そして一昨年、この積年の訓練の成果が発揮される場面を迎えた。心肺停止の妊婦が搬送され、『死戦期帝王切開』を実施。母と子、二つの命を救った。

写真日常的に救命救急センターとの訓練を行う
写真無事にお産が終わるかどうか常に心配してしまうため、待つのは苦手と話す荻田


突き放し、見守る

産婦人科の部長として、9名の医師をまとめ上げる荻田。若手医師たちへの指導にも熱が入る。新人でも容赦なく患者の主治医を任せ、自分で診断をつけ治療の道筋を立てることを求める。そして、そのまま放任するのではなく、診断の根拠と治療の方針について鋭く問いながら、指導し、適切な治療が行われているかを見守る。
妊娠や出産は、コントロールできない。そのため、荻田だけでなく、全ての医師が的確な診療を行えなければ母子の命を支えることはできないと考えている。

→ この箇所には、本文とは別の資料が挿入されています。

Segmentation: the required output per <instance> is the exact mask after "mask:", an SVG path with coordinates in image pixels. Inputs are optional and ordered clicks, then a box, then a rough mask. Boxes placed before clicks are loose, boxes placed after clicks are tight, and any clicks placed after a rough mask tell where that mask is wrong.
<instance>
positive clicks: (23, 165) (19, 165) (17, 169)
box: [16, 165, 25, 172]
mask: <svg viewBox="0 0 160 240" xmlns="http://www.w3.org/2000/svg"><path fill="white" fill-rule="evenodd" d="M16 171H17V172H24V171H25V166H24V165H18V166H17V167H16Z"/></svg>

「責任は重いですよ。おまえが決めろって言われるとね。でもそういうもんじゃないですか。やっぱりそれはあの、後ろに僕がいるからええかげんになるっていうのが一番よくないわけで。ケツは拭くから、患者さんと向きあえっていうところじゃないですか。僕もそうやって育ててもらったし。」

自分の決断が、母子の命に大きく関わる産科医の仕事。その宿命を自覚し、責任をもって診療できる医師になってほしいという思いで、若手の育成に日々尽力している。

写真お産は母と子の命がけの闘い
写真悩む若手医師には、ひざを突き合わせて話しあう


プロフェッショナルとは…画像をクリックすると動画を見ることができます。

いつでもどこでも誰とでも、どういう状況でも自分の納得できるパフォーマンスができるように、シミュレーションしたり勉強したり。そういう努力を惜しまない人がプロフェッショナルだと思います。